The most stalwart Independent Operators, I found, are not like Kate and Max or Mike and me: They are mostly unmarried and they don't have kids. Or if they do, the kids are more likely to be from a previous relationship.
Carol, 59, and Richard, 62, represent this kind of arrangement. (I've changed their names at their request.) They have lived together in Portland, Ore., for nearly 17 years and have no plans to marry. This is how '90s their courtship was: Richard wooed Carol by mix tape. Neither has children, and neither has been married before. Carol is a Young Adult novelist and freelance writer, and Richard's an accountant. "My money is my money, and I don't want anyone else to have a legal claim on it, even the person I love," Carol explains.
Typically for Independent Operators, according to my survey, Carol and Richard are in the same income bracket. This makes sense: If you're keeping money completely separate, you probably want to earn and spend at comparable levels, or else things could get uncomfortable. Think about a vacation for which one half of a couple wants to fly first class and stay at a five-star resort in St. Bart's, and the other can only afford to drive to Jones Beach for a day trip. "I'm a little more spendy, but it involves very minor negotiations over whether we should buy a $400 piece of furniture or a $250 piece of furniture," Carol says. "We're in the same range about how we want to live our lives."

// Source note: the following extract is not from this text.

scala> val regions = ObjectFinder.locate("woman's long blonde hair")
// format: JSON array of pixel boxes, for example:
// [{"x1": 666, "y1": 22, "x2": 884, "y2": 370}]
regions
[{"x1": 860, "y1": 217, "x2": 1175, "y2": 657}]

Carol knows this is key from experience. Because she's a freelance writer, she's endured a few years when her income was quite out of step with Richard's. At her earnings nadir, she made only $15,000 a year. Richard loaned her a couple thousand dollars that year, and she scrupulously paid back every cent. Anya, 28, has a boyfriend who was laid off in January of 2009 and has been looking for a permanent position ever since. She says she realized recently she might "just have to bite the bullet and pay for him if I want us to do something fun," she wrote to me. The lesson for I.O.s: In the event of a large earning disparity, you have to either combine resources for a time or commit to the lifestyle of the poorer partner.
Research suggests that when low-income couples have kids, their relationships tend to suffer when they keep all their money separate. A recent study of couples with children in the journal Family Relations shows that couples who earn less than $50,000 and have independent money management systems "reported lower levels of relationship satisfaction and less agreeable methods of resolving conflicts than when couples share a joint account." This goes for both married and cohabitating parents. Another study of mothers with young children (PDF) and their partners showed that married couples who kept money separate were more likely to split. This makes sense: If you can pay to feed your kids only by pooling resources, it will lead to strife when you don't.
Even Carol, who describes herself as a "hard-liner" Independent Operator, concedes that she and Richard don't make enough to do it this way forever. "What will happen years from now if neither of us is earning income, we're living off our retirement savings, and one of us has some kind of horrendous medical or nursing home expenses?" she wondered. After thinking about it for a second, she said, "Towards the end of our lives there will be the impulse for more sharing without rigorous payback rules." When Carol says this, I fast-forward 50 years and see my wizened hand writing a rent check to Mike over the kitchen table at our assisted-living facility, his wavy white hair covering the tops of his ears (yes, he still has hair). This seems even more absurd. I don't think I want to wait for some kind of health catastrophe for Mike and me to support each other financially.
The How-To Part: Managing Independent Operator Accounts
For now, Carol makes sure she and Richard are truly splitting everything down the middle. They manage their household budget by putting into an accordion folder they call "the bin" a receipt with their initials on it for each bill paid toward shared expenses. This includes groceries, stuff for the house, vet bills for the cat, and travel tickets. Every few months, Richard pulls up a blank spreadsheet, and Carol reads every receipt aloud, saying who paid for what.